Fisher took a big step toward ending his winless drought with an eagle on the par-5 second followed by a pair of birdies, and he stood five shots clear of Fleetwood with only nine holes to go. But while Fleetwood played Nos. 10-15 in 4 under, Fisher played the same stretch in 2 over and was unable to eagle the closing hole to force a playoff.
While Fisher remains in search of an elusive trophy, his world ranking has benefited from his recent play. The veteran was ranked outside the top 100 in the world as recently as September 2016, but his Abu Dhabi runner-up result is expected to move him inside the top 30 when the new rankings are published.
McIlroy (T-3) notches another Abu Dhabi close call
Rory McIlroy's trend of doing everything but hoist the trophy at the Abu Dhabi HSBC Championship is alive and well.
Making his first start since early October, McIlroy showed few signs of rust en route to a tie for third. Amid gusty winds, he closed with a 2-under 70 to finish the week at 18 under, four shots behind Tommy Fleetwood who rallied to win this event for the second consecutive year.
The result continues a remarkable trend for the Ulsterman, who has now finished third or better seven of the last eight years in Abu Dhabi - all while never winning the tournament. That stretch includes four runner-up finishes and now two straight T-3 results.

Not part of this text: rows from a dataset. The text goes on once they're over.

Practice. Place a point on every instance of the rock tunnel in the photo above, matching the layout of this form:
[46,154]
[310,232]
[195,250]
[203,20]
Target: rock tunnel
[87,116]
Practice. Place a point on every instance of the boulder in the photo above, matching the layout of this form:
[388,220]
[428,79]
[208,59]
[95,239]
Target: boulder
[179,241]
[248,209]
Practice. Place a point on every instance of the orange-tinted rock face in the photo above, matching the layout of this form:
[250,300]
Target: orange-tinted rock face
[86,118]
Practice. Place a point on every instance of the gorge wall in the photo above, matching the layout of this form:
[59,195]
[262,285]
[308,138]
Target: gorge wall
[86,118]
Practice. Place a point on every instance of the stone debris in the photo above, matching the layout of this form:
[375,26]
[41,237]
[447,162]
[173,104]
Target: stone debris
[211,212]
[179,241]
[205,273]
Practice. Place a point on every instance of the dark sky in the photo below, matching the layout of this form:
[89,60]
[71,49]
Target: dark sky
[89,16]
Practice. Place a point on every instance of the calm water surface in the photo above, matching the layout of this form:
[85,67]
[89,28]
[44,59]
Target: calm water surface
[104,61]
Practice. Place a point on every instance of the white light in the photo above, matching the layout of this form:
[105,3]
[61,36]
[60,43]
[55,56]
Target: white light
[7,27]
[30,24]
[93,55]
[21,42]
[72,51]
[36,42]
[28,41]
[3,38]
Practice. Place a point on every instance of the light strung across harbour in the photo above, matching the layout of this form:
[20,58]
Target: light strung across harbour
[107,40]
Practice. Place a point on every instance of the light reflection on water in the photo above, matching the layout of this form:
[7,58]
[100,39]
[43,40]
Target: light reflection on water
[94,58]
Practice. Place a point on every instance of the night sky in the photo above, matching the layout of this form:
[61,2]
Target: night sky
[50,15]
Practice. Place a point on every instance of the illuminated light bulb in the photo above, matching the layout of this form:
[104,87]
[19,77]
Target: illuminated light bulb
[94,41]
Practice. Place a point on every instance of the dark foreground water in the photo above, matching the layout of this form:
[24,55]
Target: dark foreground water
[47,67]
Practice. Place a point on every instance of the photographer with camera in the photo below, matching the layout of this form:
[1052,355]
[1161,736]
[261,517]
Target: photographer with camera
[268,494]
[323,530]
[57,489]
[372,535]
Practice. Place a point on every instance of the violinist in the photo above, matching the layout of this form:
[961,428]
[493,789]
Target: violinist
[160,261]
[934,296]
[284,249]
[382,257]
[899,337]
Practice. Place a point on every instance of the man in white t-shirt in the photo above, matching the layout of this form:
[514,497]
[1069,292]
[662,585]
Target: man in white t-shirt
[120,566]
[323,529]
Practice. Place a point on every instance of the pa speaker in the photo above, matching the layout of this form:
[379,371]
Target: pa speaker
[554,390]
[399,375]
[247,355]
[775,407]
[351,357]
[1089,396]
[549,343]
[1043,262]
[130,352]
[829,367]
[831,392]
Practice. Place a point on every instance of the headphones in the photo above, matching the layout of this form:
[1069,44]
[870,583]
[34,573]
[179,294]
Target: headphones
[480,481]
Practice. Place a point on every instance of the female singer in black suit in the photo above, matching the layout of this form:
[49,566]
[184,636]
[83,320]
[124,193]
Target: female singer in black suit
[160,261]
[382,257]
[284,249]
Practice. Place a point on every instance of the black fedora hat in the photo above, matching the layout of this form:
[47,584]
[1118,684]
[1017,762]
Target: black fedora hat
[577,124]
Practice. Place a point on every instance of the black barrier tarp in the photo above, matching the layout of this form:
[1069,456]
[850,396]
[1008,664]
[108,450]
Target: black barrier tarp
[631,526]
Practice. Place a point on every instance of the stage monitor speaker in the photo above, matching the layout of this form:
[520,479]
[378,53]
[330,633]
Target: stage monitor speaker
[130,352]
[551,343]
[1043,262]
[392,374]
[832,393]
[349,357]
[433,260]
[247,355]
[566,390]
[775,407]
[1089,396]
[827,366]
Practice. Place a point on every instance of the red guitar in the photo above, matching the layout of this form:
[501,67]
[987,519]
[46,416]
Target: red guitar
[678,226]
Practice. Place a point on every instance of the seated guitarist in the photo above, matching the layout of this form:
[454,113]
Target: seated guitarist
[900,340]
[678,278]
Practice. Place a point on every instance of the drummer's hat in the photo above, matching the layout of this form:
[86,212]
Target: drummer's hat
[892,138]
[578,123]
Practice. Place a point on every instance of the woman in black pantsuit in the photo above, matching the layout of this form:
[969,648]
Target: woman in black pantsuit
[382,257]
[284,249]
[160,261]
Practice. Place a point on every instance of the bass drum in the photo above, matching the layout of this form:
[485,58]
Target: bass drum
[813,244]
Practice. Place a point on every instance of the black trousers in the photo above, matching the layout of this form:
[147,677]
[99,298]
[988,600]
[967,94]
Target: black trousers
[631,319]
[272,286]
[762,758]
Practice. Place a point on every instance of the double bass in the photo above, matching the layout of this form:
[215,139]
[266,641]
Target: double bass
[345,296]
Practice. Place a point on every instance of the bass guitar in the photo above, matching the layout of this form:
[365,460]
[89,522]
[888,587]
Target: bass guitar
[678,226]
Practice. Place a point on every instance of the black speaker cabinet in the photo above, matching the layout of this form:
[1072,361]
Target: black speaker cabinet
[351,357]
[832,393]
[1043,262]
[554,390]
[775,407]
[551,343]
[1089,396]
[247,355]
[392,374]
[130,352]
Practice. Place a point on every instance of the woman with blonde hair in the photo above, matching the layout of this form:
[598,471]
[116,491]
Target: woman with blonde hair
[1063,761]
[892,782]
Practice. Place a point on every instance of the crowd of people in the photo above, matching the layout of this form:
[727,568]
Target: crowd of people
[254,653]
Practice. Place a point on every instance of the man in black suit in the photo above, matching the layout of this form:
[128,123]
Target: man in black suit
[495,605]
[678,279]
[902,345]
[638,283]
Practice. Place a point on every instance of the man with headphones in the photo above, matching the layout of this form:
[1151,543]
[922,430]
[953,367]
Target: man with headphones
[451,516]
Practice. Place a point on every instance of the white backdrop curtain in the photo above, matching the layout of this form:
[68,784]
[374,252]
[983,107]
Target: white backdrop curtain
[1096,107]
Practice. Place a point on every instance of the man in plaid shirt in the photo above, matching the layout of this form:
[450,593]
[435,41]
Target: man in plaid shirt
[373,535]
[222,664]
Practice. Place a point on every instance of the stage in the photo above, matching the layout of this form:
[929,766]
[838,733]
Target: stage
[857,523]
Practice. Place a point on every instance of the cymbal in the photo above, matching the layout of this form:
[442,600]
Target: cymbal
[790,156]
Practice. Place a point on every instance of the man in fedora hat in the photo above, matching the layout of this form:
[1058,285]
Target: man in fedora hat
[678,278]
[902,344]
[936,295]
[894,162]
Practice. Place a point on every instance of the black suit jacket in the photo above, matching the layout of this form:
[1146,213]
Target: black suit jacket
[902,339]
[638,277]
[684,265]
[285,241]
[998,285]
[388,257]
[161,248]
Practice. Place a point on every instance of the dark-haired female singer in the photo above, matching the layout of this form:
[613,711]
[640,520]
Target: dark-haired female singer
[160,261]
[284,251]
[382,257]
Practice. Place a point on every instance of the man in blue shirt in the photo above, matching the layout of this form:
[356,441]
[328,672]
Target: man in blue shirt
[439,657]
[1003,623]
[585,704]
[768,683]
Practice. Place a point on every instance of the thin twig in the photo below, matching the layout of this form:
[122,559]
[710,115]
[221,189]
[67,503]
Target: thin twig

McIlroy is entering off a disappointing 2017 in which he was injured in his first start and missed two chunks of time while trying to regain his health. He has laid out an ambitious early-season schedule, one that will include a trip to Dubai next week and eight worldwide tournament starts before he heads to the Masters.
McIlroy started the final round one shot off the lead, and he remained in contention after two birdies over his first four holes. But a bogey on No. 6 slowed his momentum, and McIlroy wasn't able to make a back-nine birdie until the closing hole, at which point the title was out of reach.